The Cal Grant program is the primary program for providing tuition assistance and financial aid to California’s college students. It has allowed California to maintain access to college for low-income students during a time of rapid tuition increases. The program has grown significantly since its inception in 1955 and now serves more than 300,000 students at an annual cost of around $2 billion.
State law protects Cal Grant recipients from tuition increases at UC or CSU: when tuition rises, so do these students’ Cal Grants. Consequently, as tuition has increased and enrollment of low-income students has expanded, the program has grown rapidly. Next fall, tuition is scheduled to increase by $280 per year at UC and by $270 per year at CSU. In addition, UC, which has enrolled 7,400 new undergraduates in each of the last two years, plans to enroll an additional 2,500 in the fall of 2017‒18, the largest three-year increase in seventy years. CSU has added around 50,000 additional students over the past five years. The expansion of Cal Grants has drawn the attention of the governor. He noted in his May budget revision that “rising Cal Grant costs from tuition hikes will also limit the state’s ability to increase General Fund support in the future.”
Nearly all of the Cal Grant funding increases have gone to students attending public institutions. CSU has seen a 75% increase in Cal Grant funds since 2011‒12, while the community colleges and UC have received a 61% and 27% increase respectively. Private nonprofit colleges, on the other hand, have seen their Cal Grant funding stagnate. The governor’s budget revision acknowledges this by reallocating $8 million that had been targeted to UC and CSU in his January budget proposal to non-profit private Cal Grant funding. These funds will prevent a planned cut to the maximum award for students attending a nonprofit private college.

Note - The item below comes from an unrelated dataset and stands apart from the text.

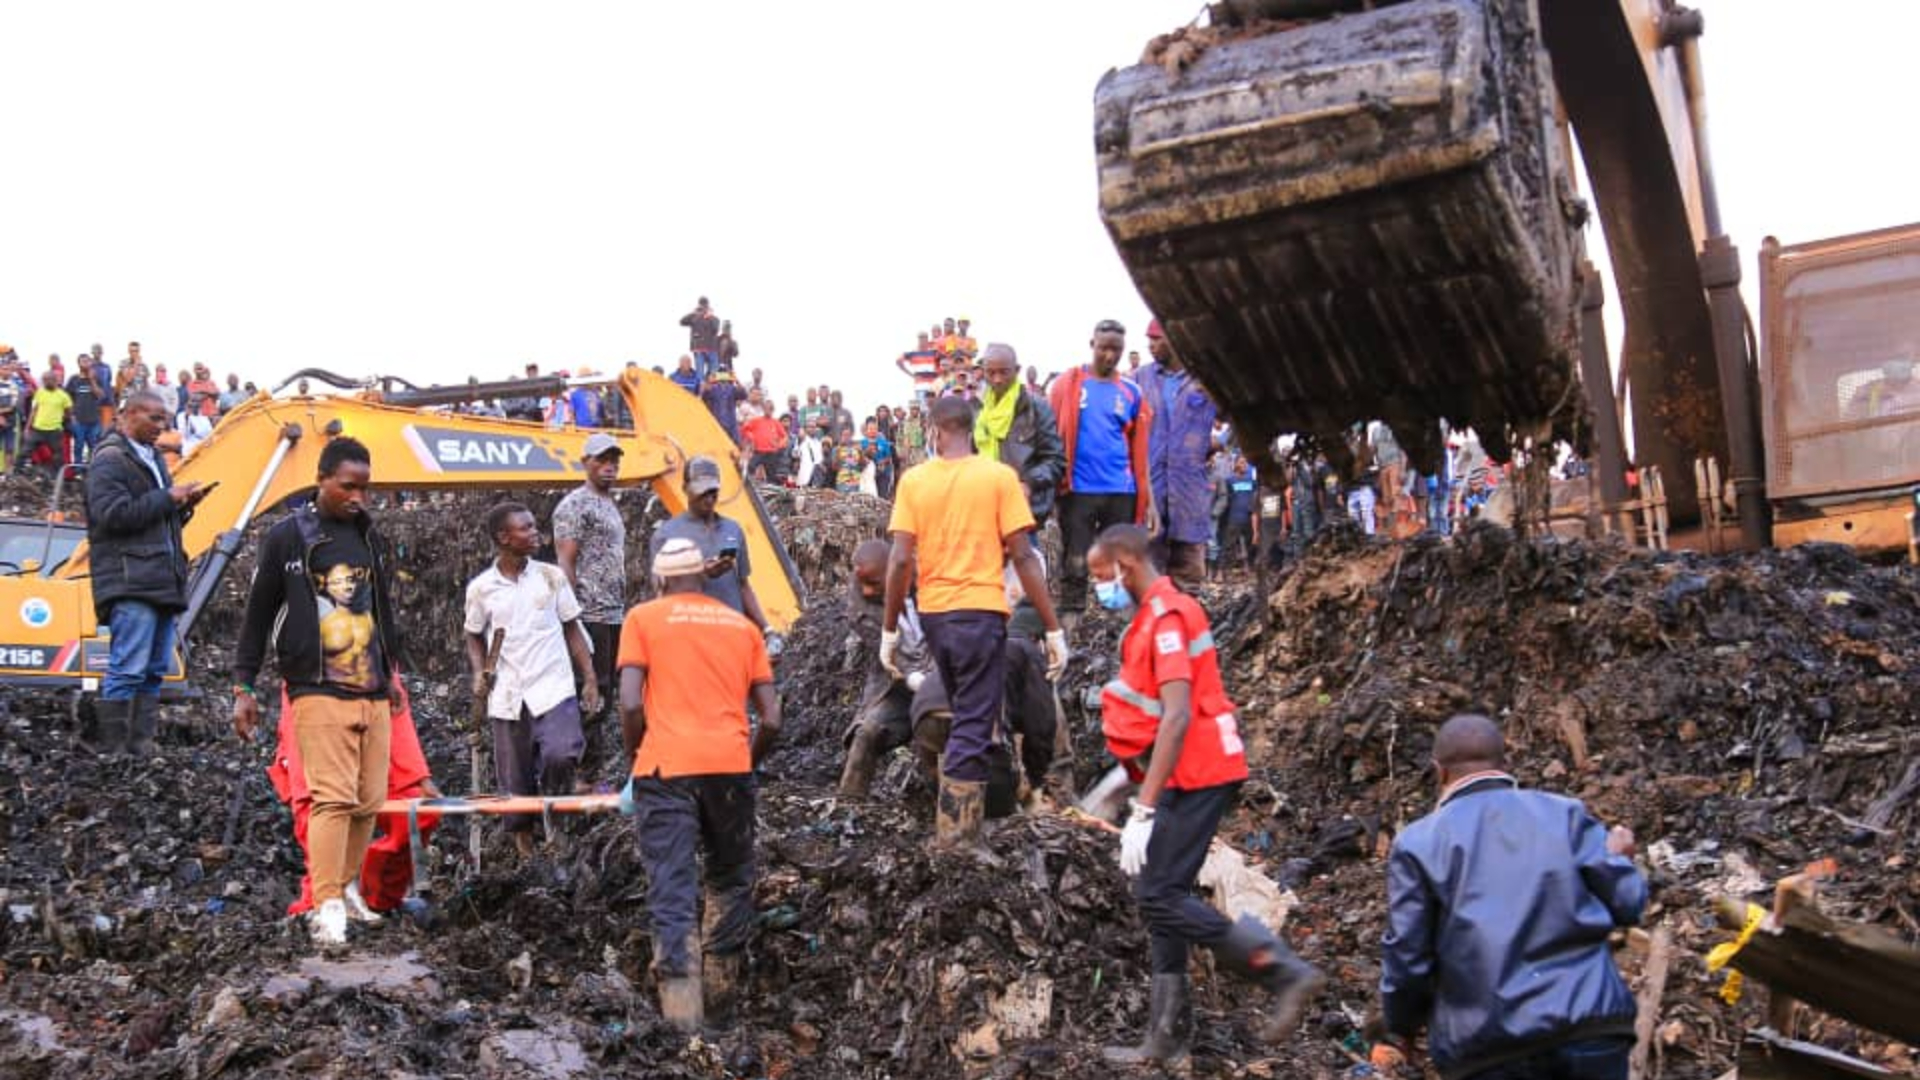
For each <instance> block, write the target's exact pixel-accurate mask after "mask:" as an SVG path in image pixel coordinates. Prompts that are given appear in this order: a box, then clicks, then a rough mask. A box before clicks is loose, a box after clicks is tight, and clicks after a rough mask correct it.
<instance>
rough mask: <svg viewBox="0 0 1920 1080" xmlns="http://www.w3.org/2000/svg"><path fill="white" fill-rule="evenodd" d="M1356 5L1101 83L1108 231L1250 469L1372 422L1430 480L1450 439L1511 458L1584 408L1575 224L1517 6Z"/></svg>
mask: <svg viewBox="0 0 1920 1080" xmlns="http://www.w3.org/2000/svg"><path fill="white" fill-rule="evenodd" d="M1267 6H1269V8H1273V10H1271V12H1265V13H1269V15H1273V13H1279V15H1300V13H1311V15H1319V13H1321V12H1325V10H1331V8H1359V6H1361V4H1331V2H1313V4H1300V2H1298V0H1281V2H1279V4H1267ZM1225 8H1240V10H1250V15H1260V13H1261V12H1260V10H1261V4H1258V2H1248V4H1238V6H1225V4H1221V6H1215V19H1219V17H1221V15H1223V10H1225ZM1371 8H1373V10H1367V12H1348V13H1334V15H1332V17H1317V19H1311V21H1298V19H1292V17H1286V19H1267V21H1260V19H1254V17H1248V19H1244V21H1240V25H1231V23H1229V25H1225V27H1215V29H1212V31H1206V33H1204V35H1194V37H1190V38H1185V40H1181V42H1179V48H1173V50H1162V58H1160V60H1162V61H1158V63H1142V65H1139V67H1129V69H1121V71H1110V73H1108V75H1106V77H1104V79H1102V81H1100V88H1098V92H1096V98H1094V108H1096V135H1094V148H1096V154H1098V169H1100V215H1102V219H1104V223H1106V227H1108V233H1110V234H1112V238H1114V244H1116V248H1117V250H1119V258H1121V261H1123V263H1125V265H1127V271H1129V273H1131V275H1133V281H1135V284H1139V288H1140V294H1142V298H1144V300H1146V306H1148V307H1150V309H1152V311H1154V315H1156V317H1158V319H1160V323H1162V325H1164V327H1165V331H1167V338H1169V342H1171V344H1173V346H1175V348H1177V350H1179V354H1181V357H1183V359H1185V361H1187V365H1188V367H1192V369H1194V373H1196V375H1198V377H1200V379H1202V382H1206V384H1208V388H1210V390H1212V392H1213V396H1215V398H1217V400H1219V402H1221V405H1223V409H1225V411H1227V413H1229V415H1231V419H1233V423H1235V425H1236V430H1238V432H1240V444H1242V446H1244V448H1246V450H1248V452H1250V454H1254V455H1261V452H1263V450H1265V448H1267V446H1269V444H1271V442H1273V438H1275V436H1277V434H1283V432H1304V434H1313V436H1321V440H1323V446H1325V444H1327V442H1331V440H1329V438H1327V436H1334V434H1338V432H1342V430H1344V429H1348V427H1350V425H1354V423H1356V421H1365V419H1382V421H1386V423H1388V425H1392V429H1394V432H1396V436H1398V440H1400V442H1402V446H1405V448H1407V452H1409V454H1411V455H1413V459H1415V463H1417V465H1419V467H1423V469H1432V467H1434V463H1436V459H1438V455H1440V429H1438V423H1436V421H1440V419H1446V421H1450V423H1452V425H1455V427H1463V425H1471V427H1473V429H1475V430H1476V432H1478V434H1480V440H1482V444H1484V446H1486V448H1488V452H1492V454H1494V455H1496V457H1505V452H1507V432H1509V430H1538V427H1536V425H1540V423H1544V421H1549V419H1571V417H1574V415H1578V409H1582V407H1584V404H1582V400H1580V394H1578V386H1576V382H1574V380H1576V363H1578V338H1576V331H1578V298H1580V292H1578V277H1576V261H1578V215H1580V208H1578V204H1576V200H1574V194H1572V192H1574V186H1572V181H1571V165H1569V161H1567V148H1565V142H1563V140H1561V136H1559V131H1557V123H1555V115H1553V104H1551V102H1553V100H1555V98H1553V88H1551V79H1549V71H1548V65H1546V60H1544V50H1542V46H1540V29H1538V25H1536V15H1534V6H1532V2H1530V0H1409V2H1404V4H1373V6H1371ZM1229 17H1231V15H1229ZM1162 44H1165V42H1162ZM1196 46H1198V48H1200V52H1198V58H1194V48H1196Z"/></svg>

By contrast, for-profit colleges have seen their Cal Grant funding decrease substantially over the past five years. The 2012‒13 budget introduced restrictions on access to state Cal Grants which affected many for-profit colleges. To some degree, for-profit colleges satisfy an unmet need for access to higher education for non-traditional students. But investigators have found that many of these colleges engage in predatory marketing and lending practices—targeting vulnerable students, making false statements regarding job placement, and overestimating the value of the degrees they provide. To address these issues the state established new institutional eligibility standards for Cal Grants. To be eligible, a higher education institution must now have a minimum graduation rate of 30% and a loan default rate of less than 15.5%. The 2012‒13 budget also cut the maximum award for a student attending a for-profit college from $9,708 to $4,000. These regulations have saved the state nearly $100 million since 2011‒12, reduced by more than half the number of for-profit colleges eligible for Cal Grants, and ensured that low-income and first generation students were not taken advantage of by higher education institutions that did not serve their economic interest.
Cal Grants are an essential tool for improving the economic mobility of the state’s neediest residents. They also allow the state to reduce the burden of federal loans on young Californians. Maintaining Cal Grants for high performing colleges— public and private—will improve access to college for all Californians.